When I was in a weight loss program years ago one of the students shared that he’d gained 10 pounds on Thanksgiving one year. Before you scoff and say that’s impossible, if you look at the math it is actually possible. 10 pounds = 35,000 calories, give or take. If you start off early with a big French toast, hash browns, egg and sausage breakfast, drink some egg nog or hot chocolate, snack on mixed nuts all morning, eat a hearty lunch, snack on candy, cookies, cheese and crackers through the afternoon, then top it off with a large Thanksgiving feast and several slices of pie, followed by a late-night refrigerator raid… yeah, it would be a stretch but it’s not impossible. I don’t think anybody reading this blog would fall into that sort of pattern, but if I think back to the time when I was at my heaviest, yes, gaining several pounds on Thanksgiving or Christmas was completely feasible. So having a strategy is a really good idea.
Here are some ideas, some of which I will be using this year, some I have used in the past. I’m putting them all out here in the hopes that they will spur ideas so you can find something that works for your situation:
- First things first, I always plan to get some exercise in the morning before festivities begin. I like to get it out of the way and get into a healthy mindset before I go to a feast.

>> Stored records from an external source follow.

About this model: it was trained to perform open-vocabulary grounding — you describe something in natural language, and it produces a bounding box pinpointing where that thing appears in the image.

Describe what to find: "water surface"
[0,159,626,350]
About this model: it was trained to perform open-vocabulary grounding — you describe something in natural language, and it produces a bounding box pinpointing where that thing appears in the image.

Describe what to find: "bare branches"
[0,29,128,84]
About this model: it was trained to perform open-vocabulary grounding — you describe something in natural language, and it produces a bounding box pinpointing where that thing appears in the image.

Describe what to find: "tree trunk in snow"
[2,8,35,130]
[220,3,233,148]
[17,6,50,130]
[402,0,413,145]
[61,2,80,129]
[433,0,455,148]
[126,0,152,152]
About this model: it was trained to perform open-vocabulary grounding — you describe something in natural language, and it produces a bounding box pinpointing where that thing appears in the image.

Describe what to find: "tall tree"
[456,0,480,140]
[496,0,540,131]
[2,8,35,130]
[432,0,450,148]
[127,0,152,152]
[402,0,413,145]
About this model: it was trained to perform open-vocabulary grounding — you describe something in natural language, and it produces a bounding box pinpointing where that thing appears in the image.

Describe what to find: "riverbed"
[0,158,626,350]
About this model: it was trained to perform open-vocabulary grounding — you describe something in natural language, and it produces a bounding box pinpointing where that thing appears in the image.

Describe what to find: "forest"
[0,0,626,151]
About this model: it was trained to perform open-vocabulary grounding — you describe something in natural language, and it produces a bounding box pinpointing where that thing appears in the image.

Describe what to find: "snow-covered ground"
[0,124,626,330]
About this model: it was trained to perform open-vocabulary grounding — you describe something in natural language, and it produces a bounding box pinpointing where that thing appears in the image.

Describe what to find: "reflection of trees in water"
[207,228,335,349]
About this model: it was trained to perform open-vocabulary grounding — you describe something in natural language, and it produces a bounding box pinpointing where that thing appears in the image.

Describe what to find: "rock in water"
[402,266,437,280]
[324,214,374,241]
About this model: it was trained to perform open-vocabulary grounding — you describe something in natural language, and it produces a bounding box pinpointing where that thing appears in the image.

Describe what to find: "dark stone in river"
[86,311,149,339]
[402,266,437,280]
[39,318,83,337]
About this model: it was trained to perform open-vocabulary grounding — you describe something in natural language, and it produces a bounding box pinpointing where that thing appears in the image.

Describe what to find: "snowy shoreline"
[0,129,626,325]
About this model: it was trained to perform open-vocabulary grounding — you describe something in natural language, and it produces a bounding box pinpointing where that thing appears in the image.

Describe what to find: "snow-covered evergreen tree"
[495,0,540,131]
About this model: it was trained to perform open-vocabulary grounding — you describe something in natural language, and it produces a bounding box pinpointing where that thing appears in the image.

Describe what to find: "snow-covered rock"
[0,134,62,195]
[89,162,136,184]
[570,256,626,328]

- I try to timebox the feasting into a limited time slot, so that food isn’t tempting me all day long. I usually end up as a guest for these events, and I try to arrive close to the time that the meal will begin.
- I don’t show up hungry. Yes, I’m going to eat but I actually want to have some control over what I choose to put on my plate, so arriving hungry isn’t a good plan. When I’m not ravenous I can pick and choose what I want to enjoy and leave what isn’t worth the calories.
- I take small portions, and I fill my plate primarily with supportive options. I don’t get seconds, and I share dessert with my husband or another willing participant. I try to remember that this meal, while special, is merely a meal, and I will stop eating when I’m satisfied. And usually, lean meat is the main course, so building a plate full of lean meat and veggies is easily doable.
- I try to bring something to contribute that will be supportive for me, a veggie-based dish I like. A tray of veggies for the grazing portion of the get-together is another good option.
- I designate certain foods as safe foods I can eat all day long, like that veggie tray, or a fruit plate. I can eat as much as I like of these all day long, so any time I feel like snacking, I know what to grab.
- I keep a non-caloric beverage in my hand when not at the table. This keeps my hands busy. If my other hand is wandering, I find something else to keep it busy, like taking pictures or petting a cat.
So, what are you strategies? How will you manage the overwhelming food situations coming up in the next few weeks? I’m particularly interested in how people who actually have to cook for one of these feasts will manage their weight – what will you do to keep your health and managing your weight a priority?